7. Responding to Gen Z
As of writing, Generation Z accounts for 32% of the world population (7.7 billion). In the US, they make up to 44% of the population and hold $44 billion in buying power. It can be surmised that legacy banking businesses would mean little to them, and swift digital service delivery everything. One of the pointers mentioned above, the digital banks, could bear a semblance of the trend that is inclining heavily towards Gen Z. With their priorities outlined in mobile banking, it is no surprise that they are the central figure for new product development and direct-to-consumer service delivery models.

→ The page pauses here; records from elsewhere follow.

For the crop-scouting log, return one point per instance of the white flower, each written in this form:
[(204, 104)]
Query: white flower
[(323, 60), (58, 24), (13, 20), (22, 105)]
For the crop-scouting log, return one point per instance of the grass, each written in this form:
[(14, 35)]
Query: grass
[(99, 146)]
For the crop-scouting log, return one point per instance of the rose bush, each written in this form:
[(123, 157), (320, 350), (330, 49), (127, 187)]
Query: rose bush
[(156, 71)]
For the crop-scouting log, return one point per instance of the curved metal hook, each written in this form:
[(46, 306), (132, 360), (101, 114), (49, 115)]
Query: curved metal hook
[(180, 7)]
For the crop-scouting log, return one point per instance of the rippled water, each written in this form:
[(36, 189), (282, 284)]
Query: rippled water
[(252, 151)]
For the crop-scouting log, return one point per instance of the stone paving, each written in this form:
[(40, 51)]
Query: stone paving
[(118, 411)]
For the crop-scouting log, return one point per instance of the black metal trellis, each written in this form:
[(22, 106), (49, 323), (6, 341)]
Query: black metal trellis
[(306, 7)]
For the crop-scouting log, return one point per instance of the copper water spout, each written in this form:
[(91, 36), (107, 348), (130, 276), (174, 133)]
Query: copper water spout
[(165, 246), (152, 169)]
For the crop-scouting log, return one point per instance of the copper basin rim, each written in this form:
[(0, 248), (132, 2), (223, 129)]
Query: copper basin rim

8. Digital-Ready Workforce
Automation came knocking on business doors. Now, it is bulldozing the ones that aren’t readily open. As computational intelligence becomes smarter and sharper, complex/cognitive and not just repetitive jobs are beginning to fold up. With this looming danger, it is estimated that automation poses a risk to 1.3 million finance jobs in the US alone. Such professionals would either be handed the pink slips or reassigned. The consensus around the job security of such banks is on shaky grounds. Accenture estimates that by automating key roles, the banking, finance and the capital markets industry stands to save $140 billion by 2025. Therefore, a swift transition to retain the cream of the workforce and re-train/expand their existing credentials will be seen from 2020 onwards.
The banking industry is at a crossroads with the signboard indicating both the challenge and the opportunity. Our times will push legacy banks to scamper for transformation whereas the new-age banks have an open-field to capture market share. With new divisions arising in the century-old business model, it is intriguing to wait and watch from the sidelines what the future has in store.